Published in American Banker, October 19, 2010
Tuesday, October 19, 2010
Recent economic upheaval has resulted in unprecedented consolidation and tremendous regulatory change. Banks are now wondering how to take advantage of the capital investments made during this time as well as how to generate profits.
In similar historic circumstances banks that did not make the next-generation technology investments shortly after such change failed to exist. During the 1990s the S&L fallout led to an enormous amount of change and a tremendous amount of consolidation in the industry. The banks that responded by better integrating their systems thrived, but those that did not make the appropriate investment were in a much weaker position than their competitors. Globally, banks must now rise to a similar occasion and invest in the next generation of payments.
Most large financial institutions are considering payment convergence and the use of frameworks to improve cross-selling solutions, drive better customer value or simply lower the cost per message. The downward pressure on costs means that banks must continually consolidate their systems and drive cost reductions. At the same time, they must manage the risk of fraud that is inherent in the business.
Financial institutions have purchased a great deal of technology and other tools in the past 30 years to manage payments. However, they still suffer from the inability to automate payment processes, gain business insight across their enterprise in a comprehensive fashion, protect consumers from financial crimes and quickly deliver compelling new and better services to customers.
The electronic payment systems that are on the market today often ignore customers' needs, are too complex and difficult to deploy and use, and do not support basic economic principles such as transparency and liquidity. Additionally, most banks and their vendors have many payment systems with redundant and overlapping components that cannot be used or integrated. This situation has resulted in the inability to migrate to newer systems and unnecessary waste in developing, deploying and operating redundant parts.

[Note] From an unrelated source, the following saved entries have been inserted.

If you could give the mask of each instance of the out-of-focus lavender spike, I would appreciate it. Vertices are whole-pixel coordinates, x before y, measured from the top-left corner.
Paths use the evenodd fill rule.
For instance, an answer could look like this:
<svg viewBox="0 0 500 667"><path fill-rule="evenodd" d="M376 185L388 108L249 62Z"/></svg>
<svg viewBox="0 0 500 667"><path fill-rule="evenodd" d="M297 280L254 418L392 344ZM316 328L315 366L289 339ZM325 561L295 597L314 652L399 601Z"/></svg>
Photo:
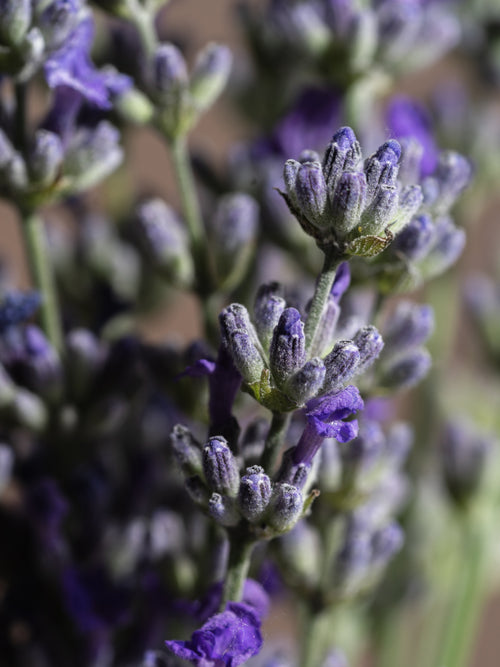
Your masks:
<svg viewBox="0 0 500 667"><path fill-rule="evenodd" d="M196 57L189 90L199 110L208 109L223 91L231 72L232 55L227 46L207 44Z"/></svg>
<svg viewBox="0 0 500 667"><path fill-rule="evenodd" d="M186 61L173 44L160 44L150 64L149 80L155 96L168 98L187 86Z"/></svg>
<svg viewBox="0 0 500 667"><path fill-rule="evenodd" d="M393 248L408 259L418 261L426 257L434 241L434 224L430 216L414 216L397 235Z"/></svg>
<svg viewBox="0 0 500 667"><path fill-rule="evenodd" d="M411 350L384 365L379 384L386 389L409 389L427 375L431 365L432 357L427 350Z"/></svg>
<svg viewBox="0 0 500 667"><path fill-rule="evenodd" d="M30 179L39 185L52 184L61 167L63 153L63 144L57 134L37 130L27 160Z"/></svg>
<svg viewBox="0 0 500 667"><path fill-rule="evenodd" d="M396 422L387 433L385 441L385 458L394 468L401 468L408 458L412 447L414 433L405 422Z"/></svg>
<svg viewBox="0 0 500 667"><path fill-rule="evenodd" d="M400 301L384 327L383 354L391 356L423 345L433 330L434 311L431 306Z"/></svg>
<svg viewBox="0 0 500 667"><path fill-rule="evenodd" d="M377 530L372 537L372 565L385 567L404 543L404 533L395 521Z"/></svg>
<svg viewBox="0 0 500 667"><path fill-rule="evenodd" d="M342 651L333 649L328 653L321 667L349 667L349 662Z"/></svg>
<svg viewBox="0 0 500 667"><path fill-rule="evenodd" d="M457 505L472 501L481 489L494 439L464 420L446 425L442 435L441 466L448 492Z"/></svg>

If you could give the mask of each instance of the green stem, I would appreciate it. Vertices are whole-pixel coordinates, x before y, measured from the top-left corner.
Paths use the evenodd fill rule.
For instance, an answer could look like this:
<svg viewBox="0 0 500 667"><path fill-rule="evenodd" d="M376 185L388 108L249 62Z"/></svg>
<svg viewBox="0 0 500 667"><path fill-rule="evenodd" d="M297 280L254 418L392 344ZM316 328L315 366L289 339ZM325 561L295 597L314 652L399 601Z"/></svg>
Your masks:
<svg viewBox="0 0 500 667"><path fill-rule="evenodd" d="M56 350L61 351L62 326L54 274L48 257L44 223L39 215L31 213L24 217L22 227L33 284L42 297L40 306L42 327L51 344Z"/></svg>
<svg viewBox="0 0 500 667"><path fill-rule="evenodd" d="M158 43L154 25L154 13L148 11L137 0L127 0L132 23L137 28L146 55L151 57Z"/></svg>
<svg viewBox="0 0 500 667"><path fill-rule="evenodd" d="M331 633L330 615L307 606L303 618L299 664L300 667L319 667L325 658L326 631Z"/></svg>
<svg viewBox="0 0 500 667"><path fill-rule="evenodd" d="M316 283L314 296L309 307L304 332L306 336L306 352L309 355L311 348L314 345L314 339L321 322L321 317L328 302L328 297L332 289L333 281L335 280L335 273L337 267L341 262L338 254L335 252L326 253L323 269L319 274Z"/></svg>
<svg viewBox="0 0 500 667"><path fill-rule="evenodd" d="M229 561L222 592L221 611L224 611L229 600L235 602L241 600L254 544L253 539L241 536L239 532L229 534Z"/></svg>
<svg viewBox="0 0 500 667"><path fill-rule="evenodd" d="M477 517L475 517L477 518ZM435 667L465 667L484 599L487 540L474 517L465 517L463 563Z"/></svg>
<svg viewBox="0 0 500 667"><path fill-rule="evenodd" d="M194 184L191 163L189 161L186 138L184 136L176 137L172 141L171 147L172 159L179 185L182 210L188 228L193 259L195 262L198 291L202 295L207 295L210 294L212 288L207 257L208 243L201 217L200 204Z"/></svg>
<svg viewBox="0 0 500 667"><path fill-rule="evenodd" d="M273 412L273 418L264 445L264 452L261 457L261 465L268 474L272 474L276 466L290 419L291 413L289 412Z"/></svg>

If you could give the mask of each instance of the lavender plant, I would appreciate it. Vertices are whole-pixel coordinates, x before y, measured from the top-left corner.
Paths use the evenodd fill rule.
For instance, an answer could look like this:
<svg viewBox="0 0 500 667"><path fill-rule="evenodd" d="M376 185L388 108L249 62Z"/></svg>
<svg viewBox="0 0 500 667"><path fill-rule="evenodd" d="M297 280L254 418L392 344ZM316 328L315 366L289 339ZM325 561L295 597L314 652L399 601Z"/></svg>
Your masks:
<svg viewBox="0 0 500 667"><path fill-rule="evenodd" d="M454 613L405 664L462 667L494 441L452 418L429 465L441 406L398 411L432 365L434 311L410 293L463 251L473 167L413 102L382 115L404 73L458 43L460 15L242 3L241 85L224 45L189 63L166 4L0 0L0 195L31 280L0 276L0 667L346 667L368 644L391 667L415 581ZM261 125L216 169L190 138L232 83ZM137 126L167 149L179 210L88 198L124 191L105 181ZM141 333L172 294L196 298L200 340ZM494 288L470 295L496 363ZM447 547L432 521L418 532L429 497L461 545L455 596L416 562ZM263 628L279 595L298 627L281 651Z"/></svg>

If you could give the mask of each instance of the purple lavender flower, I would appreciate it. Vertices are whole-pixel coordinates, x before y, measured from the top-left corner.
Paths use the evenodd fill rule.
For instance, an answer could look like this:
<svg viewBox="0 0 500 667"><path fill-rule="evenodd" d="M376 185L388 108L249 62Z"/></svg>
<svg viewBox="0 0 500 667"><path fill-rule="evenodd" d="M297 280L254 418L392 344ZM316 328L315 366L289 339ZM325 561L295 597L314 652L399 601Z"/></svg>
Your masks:
<svg viewBox="0 0 500 667"><path fill-rule="evenodd" d="M65 86L103 109L111 107L110 96L126 90L130 79L112 70L95 69L89 51L94 37L94 23L85 18L45 62L45 76L51 88Z"/></svg>
<svg viewBox="0 0 500 667"><path fill-rule="evenodd" d="M262 646L260 619L241 602L228 602L187 641L169 640L167 649L197 667L237 667Z"/></svg>
<svg viewBox="0 0 500 667"><path fill-rule="evenodd" d="M335 438L338 442L349 442L355 438L358 422L344 420L362 409L363 399L352 385L337 394L310 400L306 406L307 425L293 450L293 462L310 463L324 438Z"/></svg>

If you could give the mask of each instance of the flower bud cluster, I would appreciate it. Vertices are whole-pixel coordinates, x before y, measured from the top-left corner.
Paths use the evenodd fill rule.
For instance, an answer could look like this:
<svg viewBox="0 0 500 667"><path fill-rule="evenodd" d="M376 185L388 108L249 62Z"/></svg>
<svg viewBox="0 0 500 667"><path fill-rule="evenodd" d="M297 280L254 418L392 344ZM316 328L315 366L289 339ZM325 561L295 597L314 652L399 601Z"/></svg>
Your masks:
<svg viewBox="0 0 500 667"><path fill-rule="evenodd" d="M120 134L108 121L74 127L67 140L39 128L26 150L0 128L0 191L31 209L97 185L121 163Z"/></svg>
<svg viewBox="0 0 500 667"><path fill-rule="evenodd" d="M441 435L441 471L457 508L467 509L484 491L496 444L493 435L479 432L463 419L446 425Z"/></svg>
<svg viewBox="0 0 500 667"><path fill-rule="evenodd" d="M401 147L390 140L361 162L349 127L333 136L323 160L311 151L285 164L283 195L304 231L339 256L373 257L401 232L420 207L418 185L398 181Z"/></svg>
<svg viewBox="0 0 500 667"><path fill-rule="evenodd" d="M231 70L225 46L208 44L191 73L179 49L159 44L143 66L142 87L155 106L155 123L173 140L184 136L224 89Z"/></svg>
<svg viewBox="0 0 500 667"><path fill-rule="evenodd" d="M485 351L500 365L500 283L483 274L470 276L465 300L485 344Z"/></svg>
<svg viewBox="0 0 500 667"><path fill-rule="evenodd" d="M313 513L277 544L284 571L294 585L317 590L325 603L352 599L371 590L401 549L403 532L394 516L407 500L403 472L412 442L411 429L394 424L384 432L376 421L362 421L349 443L328 439L313 468L318 502L329 508L331 577L325 587L324 529Z"/></svg>
<svg viewBox="0 0 500 667"><path fill-rule="evenodd" d="M20 83L43 67L51 88L63 86L101 107L126 90L128 77L90 61L92 14L84 0L4 0L0 12L2 71Z"/></svg>
<svg viewBox="0 0 500 667"><path fill-rule="evenodd" d="M23 324L36 310L32 302L28 294L0 303L0 417L35 433L57 428L68 438L116 429L137 379L130 362L138 349L126 340L105 345L89 330L74 329L63 359L41 329ZM128 364L120 367L120 357ZM110 372L113 380L104 382Z"/></svg>
<svg viewBox="0 0 500 667"><path fill-rule="evenodd" d="M256 536L275 537L291 530L310 503L303 484L273 481L258 465L242 474L241 457L222 436L201 445L178 424L170 443L189 495L226 528L244 524Z"/></svg>
<svg viewBox="0 0 500 667"><path fill-rule="evenodd" d="M305 62L344 85L376 65L388 73L429 65L460 34L456 16L440 3L274 2L265 16L247 7L243 17L257 62L277 72Z"/></svg>
<svg viewBox="0 0 500 667"><path fill-rule="evenodd" d="M406 153L409 151L407 144ZM380 262L383 291L415 289L457 261L465 245L465 231L455 225L450 210L471 178L471 164L459 153L439 154L434 173L421 181L421 209L394 240L384 257L386 265Z"/></svg>
<svg viewBox="0 0 500 667"><path fill-rule="evenodd" d="M337 340L339 311L336 298L330 296L321 335L309 353L301 315L287 307L276 283L258 291L253 323L241 304L222 311L223 343L256 400L270 410L295 410L314 397L340 391L371 366L383 348L382 337L375 327L366 326L352 340Z"/></svg>
<svg viewBox="0 0 500 667"><path fill-rule="evenodd" d="M382 326L385 347L374 368L375 382L391 393L409 389L428 373L432 359L424 347L434 330L431 306L400 301Z"/></svg>

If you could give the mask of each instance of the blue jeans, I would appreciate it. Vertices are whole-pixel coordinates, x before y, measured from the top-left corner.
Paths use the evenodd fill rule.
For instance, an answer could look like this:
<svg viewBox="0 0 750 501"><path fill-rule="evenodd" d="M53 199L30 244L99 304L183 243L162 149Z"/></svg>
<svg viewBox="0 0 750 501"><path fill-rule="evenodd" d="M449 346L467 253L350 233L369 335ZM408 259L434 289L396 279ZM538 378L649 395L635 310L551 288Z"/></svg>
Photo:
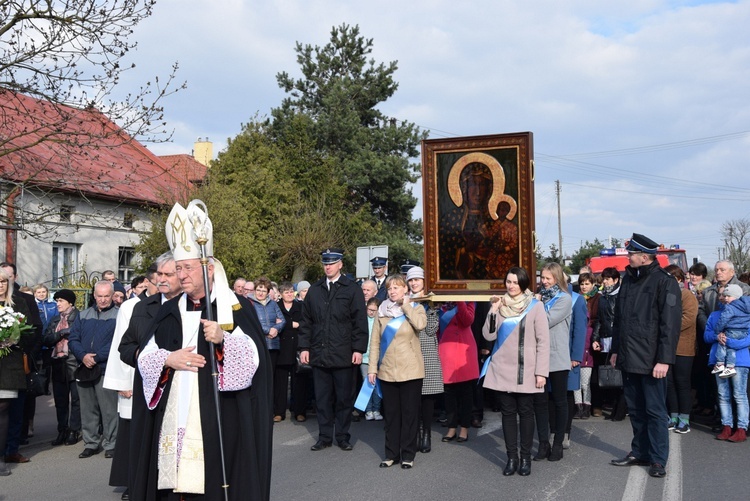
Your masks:
<svg viewBox="0 0 750 501"><path fill-rule="evenodd" d="M360 364L359 370L362 371L362 378L367 379L367 371L369 369L370 364ZM373 390L370 401L367 402L367 408L365 409L365 412L380 412L380 402L382 402L382 400L383 399L378 396L378 390Z"/></svg>
<svg viewBox="0 0 750 501"><path fill-rule="evenodd" d="M724 332L730 339L742 339L747 336L747 331L742 329L727 329ZM716 365L726 365L727 367L734 367L737 360L737 352L732 348L727 348L725 344L716 344Z"/></svg>
<svg viewBox="0 0 750 501"><path fill-rule="evenodd" d="M737 403L737 427L747 430L748 415L750 407L747 402L747 374L748 367L735 367L737 374L730 378L716 376L716 384L719 387L719 409L721 410L721 424L724 426L734 425L732 415L732 397ZM730 387L731 384L731 387Z"/></svg>

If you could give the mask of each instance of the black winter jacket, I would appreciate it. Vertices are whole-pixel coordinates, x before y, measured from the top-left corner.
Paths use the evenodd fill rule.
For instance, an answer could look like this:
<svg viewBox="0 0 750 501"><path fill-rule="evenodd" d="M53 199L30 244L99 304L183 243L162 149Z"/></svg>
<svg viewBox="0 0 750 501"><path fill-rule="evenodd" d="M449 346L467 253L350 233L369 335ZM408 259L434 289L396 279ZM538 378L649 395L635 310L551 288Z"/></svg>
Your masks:
<svg viewBox="0 0 750 501"><path fill-rule="evenodd" d="M302 303L300 351L310 352L310 365L351 367L352 354L367 351L367 307L362 289L345 275L333 284L329 297L326 279L313 284Z"/></svg>
<svg viewBox="0 0 750 501"><path fill-rule="evenodd" d="M682 321L682 295L657 261L626 268L615 306L612 353L617 368L651 374L657 363L674 364Z"/></svg>

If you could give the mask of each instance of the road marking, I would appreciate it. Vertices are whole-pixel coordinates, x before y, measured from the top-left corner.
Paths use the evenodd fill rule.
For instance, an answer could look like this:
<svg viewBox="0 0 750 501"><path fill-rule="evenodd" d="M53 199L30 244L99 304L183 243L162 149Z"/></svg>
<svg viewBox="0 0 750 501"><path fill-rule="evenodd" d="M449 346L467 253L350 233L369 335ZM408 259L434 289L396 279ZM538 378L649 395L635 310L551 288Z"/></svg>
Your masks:
<svg viewBox="0 0 750 501"><path fill-rule="evenodd" d="M656 482L664 482L662 491L663 501L680 501L682 499L682 444L676 433L669 434L669 467L667 476L663 479L654 479ZM646 493L646 482L648 481L648 469L644 467L631 466L628 474L628 482L622 501L641 501Z"/></svg>
<svg viewBox="0 0 750 501"><path fill-rule="evenodd" d="M646 492L646 480L648 473L642 466L629 466L628 483L625 485L625 492L622 494L622 501L641 501Z"/></svg>
<svg viewBox="0 0 750 501"><path fill-rule="evenodd" d="M662 492L665 501L682 499L682 440L684 438L679 433L669 434L669 468Z"/></svg>
<svg viewBox="0 0 750 501"><path fill-rule="evenodd" d="M477 437L487 435L503 427L503 420L497 417L490 417L482 422L482 429L477 432Z"/></svg>
<svg viewBox="0 0 750 501"><path fill-rule="evenodd" d="M305 442L309 442L311 445L315 442L313 442L314 438L312 435L302 435L301 437L293 438L291 440L287 440L286 442L283 442L281 445L302 445Z"/></svg>

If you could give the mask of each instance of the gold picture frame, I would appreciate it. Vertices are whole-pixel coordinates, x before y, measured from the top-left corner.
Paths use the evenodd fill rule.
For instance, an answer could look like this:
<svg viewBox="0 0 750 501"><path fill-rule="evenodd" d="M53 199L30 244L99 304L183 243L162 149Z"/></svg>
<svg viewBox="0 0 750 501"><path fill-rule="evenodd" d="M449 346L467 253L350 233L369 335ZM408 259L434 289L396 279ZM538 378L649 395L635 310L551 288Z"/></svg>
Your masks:
<svg viewBox="0 0 750 501"><path fill-rule="evenodd" d="M428 292L486 298L513 266L535 276L531 132L422 141L422 189Z"/></svg>

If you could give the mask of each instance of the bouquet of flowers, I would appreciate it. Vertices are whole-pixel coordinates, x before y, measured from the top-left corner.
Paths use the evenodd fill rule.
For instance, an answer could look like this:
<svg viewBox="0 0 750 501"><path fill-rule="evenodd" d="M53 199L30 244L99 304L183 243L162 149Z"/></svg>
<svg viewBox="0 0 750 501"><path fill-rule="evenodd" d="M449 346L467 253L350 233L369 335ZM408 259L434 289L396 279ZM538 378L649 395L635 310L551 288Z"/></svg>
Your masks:
<svg viewBox="0 0 750 501"><path fill-rule="evenodd" d="M13 345L18 344L21 334L33 329L26 325L26 317L13 308L0 306L0 357L10 353Z"/></svg>

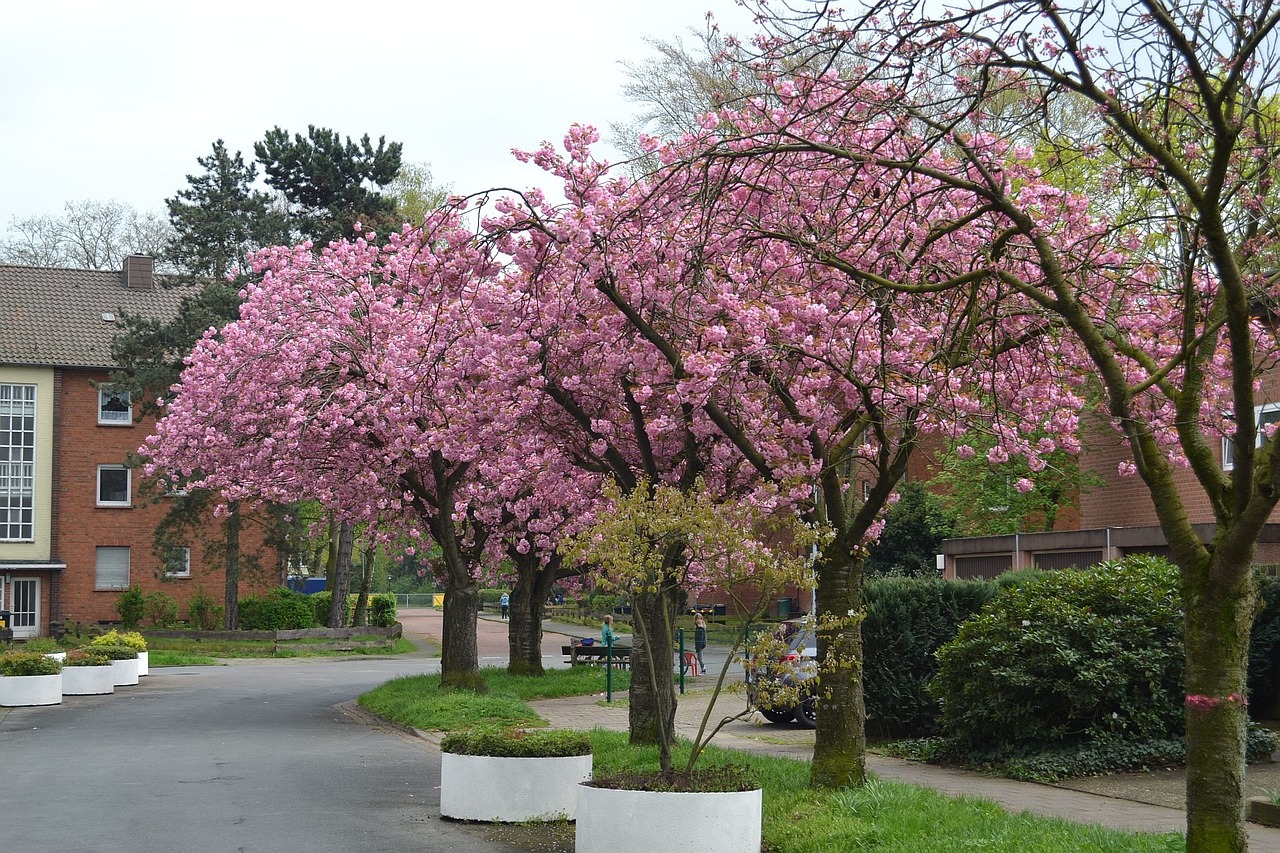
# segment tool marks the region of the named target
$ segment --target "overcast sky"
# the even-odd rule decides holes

Businesses are challenged by the complexity of payments and the need to transition to the future. This is what consumes resources and keeps payments as an expensive commodity rather than a strategic advantage. Insights learned from a "lean manufacturing" movement, which focuses on adopting uniform and interchangeable parts, have the potential to transform the payments industry.
This approach controls and automates the payment environments. By continually understanding the business conditions as well as the desired state of payment systems, the industry can develop and deliver the repeatable processes required to automate the initiation, management, security and operation of a payment life cycle within the context of the changing business conditions.
As a result of the splintered organizational structures exacerbated by the mergers and acquisitions of many years, payment systems have been developed and implemented in a piecemeal fashion without regard to reusable parts.
The maturity of new technologies such as service-oriented architecture, extreme transaction processing, software-as-a-service, mobility and collaborative technologies present the possibility to transform payments. In reaction to these increased pressures and the maturity of SOA, the payments software market is moving away from the focus on monolithic, fragmented systems toward a more flexible solution.
Massive consolidation is driving the need for banks to leverage their capital investments and break down barriers across the following dimensions: customer types, payment types, geographies and banking channels. The need to break down these barriers is intensified by regulatory pressures, financial crimes and unrealized customer expectations.
By developing a complementary set of services that map directly to the payment life cycle processes, the industry can create reusable parts that integrate and collaborate to create a single unified system.
The new approach to developing payment services is one that allows for the streamlined definition of a payments system with desired states that are sensitive to changes in the surrounding environment and the market. Based on these external changes, the system can automatically make adjustments to the system definition and the current settings to continually converge to the desired state.
Louis Blatt is the chief product officer of ACI Worldwide.